Six new research projects are looking at how energy is managed in offices, supermarkets and other non-domestic buildings. The projects are supported with £3m funding from the Engineering and Physical Sciences Research Council (EPSRC) on behalf of the Research Councils UK Energy Programme (RCUKEP).
The studies will specifically address how to use technology, data and information, mathematics, law and sociology to create better energy strategies and behaviours in buildings.

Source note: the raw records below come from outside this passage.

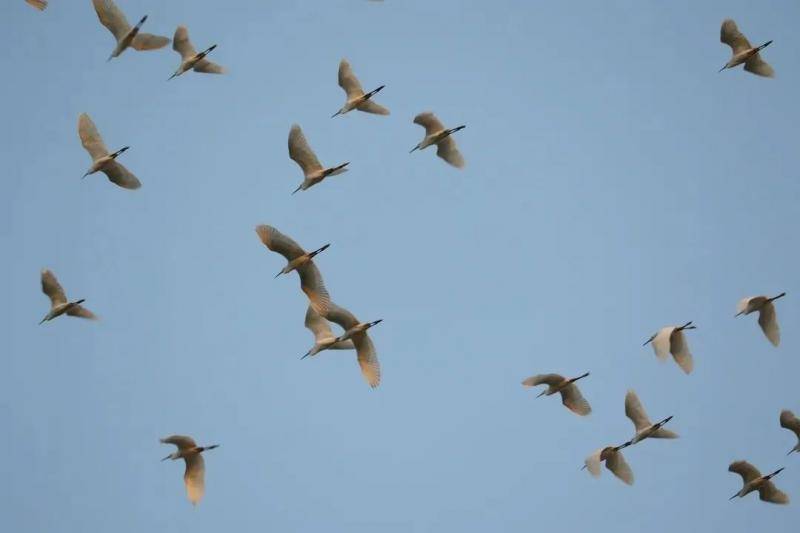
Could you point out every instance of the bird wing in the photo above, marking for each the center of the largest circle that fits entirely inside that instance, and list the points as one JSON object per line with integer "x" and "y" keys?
{"x": 768, "y": 321}
{"x": 348, "y": 81}
{"x": 182, "y": 44}
{"x": 112, "y": 18}
{"x": 90, "y": 137}
{"x": 447, "y": 150}
{"x": 278, "y": 242}
{"x": 573, "y": 400}
{"x": 120, "y": 175}
{"x": 744, "y": 469}
{"x": 730, "y": 35}
{"x": 635, "y": 411}
{"x": 52, "y": 288}
{"x": 301, "y": 153}
{"x": 194, "y": 477}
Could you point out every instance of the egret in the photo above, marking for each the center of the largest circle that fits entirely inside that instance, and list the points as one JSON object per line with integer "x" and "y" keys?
{"x": 114, "y": 19}
{"x": 436, "y": 133}
{"x": 743, "y": 51}
{"x": 300, "y": 261}
{"x": 767, "y": 318}
{"x": 571, "y": 395}
{"x": 102, "y": 160}
{"x": 356, "y": 99}
{"x": 190, "y": 452}
{"x": 753, "y": 480}
{"x": 59, "y": 305}
{"x": 302, "y": 154}
{"x": 191, "y": 60}
{"x": 671, "y": 340}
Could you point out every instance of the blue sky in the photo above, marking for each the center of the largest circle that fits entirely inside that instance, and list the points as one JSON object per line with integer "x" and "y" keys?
{"x": 615, "y": 183}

The six projects and their aims are:
- Future-proofing facilities management (Future FM): to address how big data can help facilities managers deliver future proofed energy efficiency improvements. Run at Imperial College London
- B-bem: the Bayesian building energy management portal: to develop and recommend a new approach to performing uncertainty analysis, as well as the display and interpretation of uncertainty in energy management of non-domestic buildings. Run at University of Cambridge
- Data-driven societal energy management in public sector buildings: to construct a feedback loop to give information to building managers and occupants on their energy consumption, the activities using energy, and how much for each one, with suggestions on how to reduce energy expenditure and use. Run at University of Edinburgh
- Working with information, creation of knowledge and energy strategy deployment (WICKED) in non-domestic buildings: to provide insight into the inter-relationship between the technical, legal and organisational challenges involved in improving energy performance in the retail sector for small and large organisations. University of Oxford
- Pervasive sensing for collaborative facilities management: to explore the use of sensors to capture data on environmental conditions, occupant behaviour and personalised energy use and map this information to support negotiations between occupants and facilities managers. University of Strathclyde
- Aperio: low cost façade management in naturally ventilated buildings: to examine how external digital cameras can be used to monitor how windows, blinds and lighting are used and how occupants’ needs, such as privacy, comfort and security, can be balanced with energy management. Run by University of Southampton.